Twenty minutes later I would stand in the center of that neon-lit waiting room shaking, barely able to dress my child, clutching incomplete articles with the word “autism” prominently displayed in the title in my trembling hands.

Ten years ago, in one minute my world as I knew it ended.

A decade ago I made a promise to myself that I would always tell it like it is, and I would be lying if I didn’t say that at times, the last ten years have been hell. Despite his generally positive, affectionate nature, my eldest child moves through cycles of aggression at least once a year. He is also plagued with OCD which renders him miserable at times, and wreaks havoc in our house.

I’ve also witnessed my second child (one who unlike his sibling appeared to develop typically) relinquish the world of sounds and descend into a foreign world of silence in the space of a few weeks. I watched as he too became victim to serious gastrointestinal issues, held him helplessly for months as diarrhea coursed through his body until the new diet we tried eventually kicked in and alleviated his suffering, much to our profound relief.

I won’t lie to any of you. At times, for both of my children, I could only equate autism with suffering.

At times, there truly was no silver lining.

I occasionally think back to the woman I was ten years ago, wrestling with her child’s diagnosis, and that same girl a half decade ago, as she watched the light as she knew it leave her second son’s eyes. In those instances our lives seemed devoid of hope, empty of promise.

Truly, the only way to go from either place was up.

I won’t ever tell another parent going through an autism diagnosis that it will definitely get better. Nobody, no matter what they tell you, nobody can completely predict the trajectory of a child’s progress at the time he or she is diagnosed. Trust me, Zach’s doctors are stunned that he’s mainstreamed in an inclusion class without an aide, participating in after-school actitivies, has friends (and yes, he’s still autistic.)

I used to see the glimmer of surprise in certain professionals’ faces when my eldest bestowed his frequent kisses on my in an exam room (we use different doctors now), watched their faces register disbelief that a severely affected child could be so loving. The doctors don’t know everything. However, they will probably tell you they do.

So, I won’t promise you that it will all be okay. But I will tell you you might change your definition of okay, and hopefully that will bring you peace.

My youngest son is still on the spectrum, but he believes his life to be one long glorious adventure, and for that I am grateful.

My eldest will never attend college, have a spouse, or live independently. I’ve reconciled myself to the fact that I will always be sad he doesn’t have these choices, yet relieved he seems to have forged a fragile truce with autism, is mostly a joyful, ebullient child, confident in the world he calls his own.

After ten long, arduous years there mostly exists a state of peace in our household, for which I am eternally grateful. This peace has enabled our family to have a full and rich life together.

This hard-won peace has given me back my life too.

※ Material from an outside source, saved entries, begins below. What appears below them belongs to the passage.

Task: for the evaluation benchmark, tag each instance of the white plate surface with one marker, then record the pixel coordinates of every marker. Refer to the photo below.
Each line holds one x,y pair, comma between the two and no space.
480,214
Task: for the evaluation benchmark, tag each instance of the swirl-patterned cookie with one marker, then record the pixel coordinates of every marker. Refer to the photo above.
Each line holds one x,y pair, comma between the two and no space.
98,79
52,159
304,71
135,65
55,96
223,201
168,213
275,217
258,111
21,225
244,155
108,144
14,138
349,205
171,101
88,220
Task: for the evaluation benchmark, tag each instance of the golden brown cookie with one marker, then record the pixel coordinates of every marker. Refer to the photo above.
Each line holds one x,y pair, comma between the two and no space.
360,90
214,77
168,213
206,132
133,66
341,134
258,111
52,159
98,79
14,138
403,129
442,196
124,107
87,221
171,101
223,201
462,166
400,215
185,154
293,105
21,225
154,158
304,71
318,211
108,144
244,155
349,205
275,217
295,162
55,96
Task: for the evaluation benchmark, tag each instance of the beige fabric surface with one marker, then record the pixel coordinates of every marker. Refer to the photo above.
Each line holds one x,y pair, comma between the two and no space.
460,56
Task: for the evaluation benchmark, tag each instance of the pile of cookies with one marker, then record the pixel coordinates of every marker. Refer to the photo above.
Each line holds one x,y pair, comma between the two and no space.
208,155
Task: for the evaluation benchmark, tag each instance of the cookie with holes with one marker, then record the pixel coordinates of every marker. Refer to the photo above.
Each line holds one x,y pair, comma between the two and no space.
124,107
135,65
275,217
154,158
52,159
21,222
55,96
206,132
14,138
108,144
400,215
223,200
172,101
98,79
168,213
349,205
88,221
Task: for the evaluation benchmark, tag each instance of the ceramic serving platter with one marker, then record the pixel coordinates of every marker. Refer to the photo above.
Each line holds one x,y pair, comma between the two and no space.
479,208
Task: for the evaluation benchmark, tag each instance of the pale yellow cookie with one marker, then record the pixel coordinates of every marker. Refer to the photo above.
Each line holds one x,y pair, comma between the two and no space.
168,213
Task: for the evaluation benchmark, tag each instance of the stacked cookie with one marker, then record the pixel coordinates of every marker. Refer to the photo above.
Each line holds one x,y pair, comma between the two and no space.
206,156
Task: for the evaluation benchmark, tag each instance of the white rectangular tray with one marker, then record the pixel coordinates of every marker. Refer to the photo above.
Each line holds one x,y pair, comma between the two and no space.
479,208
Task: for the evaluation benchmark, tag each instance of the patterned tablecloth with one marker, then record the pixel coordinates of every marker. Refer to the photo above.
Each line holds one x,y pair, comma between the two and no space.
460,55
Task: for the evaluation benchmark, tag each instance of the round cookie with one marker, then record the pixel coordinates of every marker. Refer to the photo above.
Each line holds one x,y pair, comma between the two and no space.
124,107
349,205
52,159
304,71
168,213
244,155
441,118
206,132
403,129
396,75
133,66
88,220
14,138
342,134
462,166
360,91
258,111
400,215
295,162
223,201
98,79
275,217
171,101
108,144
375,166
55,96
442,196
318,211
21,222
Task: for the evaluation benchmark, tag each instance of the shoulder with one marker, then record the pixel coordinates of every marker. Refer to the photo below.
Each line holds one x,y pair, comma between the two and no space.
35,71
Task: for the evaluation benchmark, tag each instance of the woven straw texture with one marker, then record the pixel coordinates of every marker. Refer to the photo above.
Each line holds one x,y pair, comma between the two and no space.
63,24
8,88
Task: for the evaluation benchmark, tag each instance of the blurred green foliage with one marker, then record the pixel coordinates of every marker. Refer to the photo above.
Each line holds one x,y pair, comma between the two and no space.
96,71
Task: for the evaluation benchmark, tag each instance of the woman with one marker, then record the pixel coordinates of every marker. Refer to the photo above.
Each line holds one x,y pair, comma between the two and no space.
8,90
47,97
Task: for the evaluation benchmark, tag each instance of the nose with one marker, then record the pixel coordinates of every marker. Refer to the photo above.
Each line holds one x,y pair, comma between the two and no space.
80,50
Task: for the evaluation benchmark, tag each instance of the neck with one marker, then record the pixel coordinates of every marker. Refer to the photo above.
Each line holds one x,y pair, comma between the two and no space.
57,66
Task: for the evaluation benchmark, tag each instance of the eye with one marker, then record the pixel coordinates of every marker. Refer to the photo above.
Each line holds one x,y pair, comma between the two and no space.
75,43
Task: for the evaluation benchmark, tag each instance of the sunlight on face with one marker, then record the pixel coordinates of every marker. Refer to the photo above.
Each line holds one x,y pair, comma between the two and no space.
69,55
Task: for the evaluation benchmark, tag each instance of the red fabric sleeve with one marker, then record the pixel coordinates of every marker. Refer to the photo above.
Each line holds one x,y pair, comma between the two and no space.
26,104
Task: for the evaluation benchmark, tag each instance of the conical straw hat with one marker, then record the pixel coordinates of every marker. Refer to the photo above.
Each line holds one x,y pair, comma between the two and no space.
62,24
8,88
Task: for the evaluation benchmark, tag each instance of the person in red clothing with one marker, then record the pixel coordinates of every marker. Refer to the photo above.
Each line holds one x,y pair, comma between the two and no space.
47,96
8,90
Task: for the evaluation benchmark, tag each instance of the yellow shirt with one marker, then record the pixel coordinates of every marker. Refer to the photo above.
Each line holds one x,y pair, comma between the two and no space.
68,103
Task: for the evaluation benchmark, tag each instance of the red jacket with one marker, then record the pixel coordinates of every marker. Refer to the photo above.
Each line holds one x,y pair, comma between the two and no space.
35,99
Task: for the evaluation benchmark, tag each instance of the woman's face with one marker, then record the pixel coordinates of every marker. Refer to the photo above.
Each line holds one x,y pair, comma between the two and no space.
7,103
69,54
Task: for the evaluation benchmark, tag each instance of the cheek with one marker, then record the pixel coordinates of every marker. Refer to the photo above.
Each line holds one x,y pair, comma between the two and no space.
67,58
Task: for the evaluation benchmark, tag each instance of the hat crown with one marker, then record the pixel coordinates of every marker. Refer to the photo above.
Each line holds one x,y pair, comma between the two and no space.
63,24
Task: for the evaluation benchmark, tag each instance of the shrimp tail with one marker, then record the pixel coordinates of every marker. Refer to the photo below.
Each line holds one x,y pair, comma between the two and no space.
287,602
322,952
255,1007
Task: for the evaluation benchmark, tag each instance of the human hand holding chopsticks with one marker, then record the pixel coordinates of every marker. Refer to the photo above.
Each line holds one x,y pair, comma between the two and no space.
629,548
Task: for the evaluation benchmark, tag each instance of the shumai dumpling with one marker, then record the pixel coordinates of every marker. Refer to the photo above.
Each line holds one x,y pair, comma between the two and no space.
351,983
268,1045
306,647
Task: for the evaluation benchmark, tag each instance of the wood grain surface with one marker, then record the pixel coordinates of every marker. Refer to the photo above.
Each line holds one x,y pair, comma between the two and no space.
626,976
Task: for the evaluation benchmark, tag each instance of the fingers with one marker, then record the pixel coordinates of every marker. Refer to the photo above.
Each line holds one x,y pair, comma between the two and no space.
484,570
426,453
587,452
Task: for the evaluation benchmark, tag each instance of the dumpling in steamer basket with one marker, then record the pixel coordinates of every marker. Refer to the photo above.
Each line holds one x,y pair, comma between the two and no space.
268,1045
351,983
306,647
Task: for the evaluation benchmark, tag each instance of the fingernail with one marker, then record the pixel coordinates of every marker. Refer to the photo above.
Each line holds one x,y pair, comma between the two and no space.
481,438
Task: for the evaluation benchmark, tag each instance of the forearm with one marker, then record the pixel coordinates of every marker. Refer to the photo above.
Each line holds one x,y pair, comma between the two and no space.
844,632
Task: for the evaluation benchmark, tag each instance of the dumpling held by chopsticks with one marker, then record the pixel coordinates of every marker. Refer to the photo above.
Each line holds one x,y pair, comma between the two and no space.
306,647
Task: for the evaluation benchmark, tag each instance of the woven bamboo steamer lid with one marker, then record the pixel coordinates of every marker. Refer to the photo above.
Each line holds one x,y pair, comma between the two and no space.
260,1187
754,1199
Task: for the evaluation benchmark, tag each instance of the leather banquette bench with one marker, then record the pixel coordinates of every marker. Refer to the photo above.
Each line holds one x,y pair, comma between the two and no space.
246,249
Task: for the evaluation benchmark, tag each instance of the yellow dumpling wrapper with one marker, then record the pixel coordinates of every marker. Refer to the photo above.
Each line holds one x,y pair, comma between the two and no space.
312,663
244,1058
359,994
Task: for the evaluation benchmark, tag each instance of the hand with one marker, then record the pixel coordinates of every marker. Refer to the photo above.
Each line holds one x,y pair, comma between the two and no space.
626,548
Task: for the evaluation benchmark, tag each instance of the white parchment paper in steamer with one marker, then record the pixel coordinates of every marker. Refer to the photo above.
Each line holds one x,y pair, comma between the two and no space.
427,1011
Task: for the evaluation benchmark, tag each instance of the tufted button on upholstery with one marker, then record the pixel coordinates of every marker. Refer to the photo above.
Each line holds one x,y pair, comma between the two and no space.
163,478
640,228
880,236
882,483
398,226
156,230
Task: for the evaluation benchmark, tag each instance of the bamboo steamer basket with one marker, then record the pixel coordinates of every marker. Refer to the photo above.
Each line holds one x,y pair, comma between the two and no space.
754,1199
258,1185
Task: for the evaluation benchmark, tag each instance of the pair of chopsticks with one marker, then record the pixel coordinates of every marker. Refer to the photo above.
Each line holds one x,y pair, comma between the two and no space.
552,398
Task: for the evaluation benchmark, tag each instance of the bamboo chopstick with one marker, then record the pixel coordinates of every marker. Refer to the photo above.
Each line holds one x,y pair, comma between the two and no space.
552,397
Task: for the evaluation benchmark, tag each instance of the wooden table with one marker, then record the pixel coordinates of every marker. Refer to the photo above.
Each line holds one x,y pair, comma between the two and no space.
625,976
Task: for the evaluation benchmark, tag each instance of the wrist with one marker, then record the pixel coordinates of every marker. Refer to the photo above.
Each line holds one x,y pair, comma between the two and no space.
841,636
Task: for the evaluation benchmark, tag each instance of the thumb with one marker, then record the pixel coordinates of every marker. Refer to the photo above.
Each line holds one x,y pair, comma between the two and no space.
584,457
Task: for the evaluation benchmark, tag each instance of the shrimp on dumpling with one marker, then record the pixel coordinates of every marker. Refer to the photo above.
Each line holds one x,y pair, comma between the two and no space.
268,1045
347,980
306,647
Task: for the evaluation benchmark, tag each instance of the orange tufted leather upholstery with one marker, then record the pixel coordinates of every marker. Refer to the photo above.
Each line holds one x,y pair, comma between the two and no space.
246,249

After ten years we are finally in a place where I am contemplating part two of my career, feel I can make more time for friends, know I can breathe more easily. I feel as if I’m rediscovering myself, my needs, my wants, what makes me happy. At times I unearth the echoes of that fairly fun girl from ten years past, and I embrace her warmly, remember how her outlook was one where anything was possible.

I’m not there yet. But I’m working on it.

And as we begin a new year, full of wonder, full of promise, my wish for all of you is that this oft-elusive peace will grace your lives, and you will find yourselves once again too.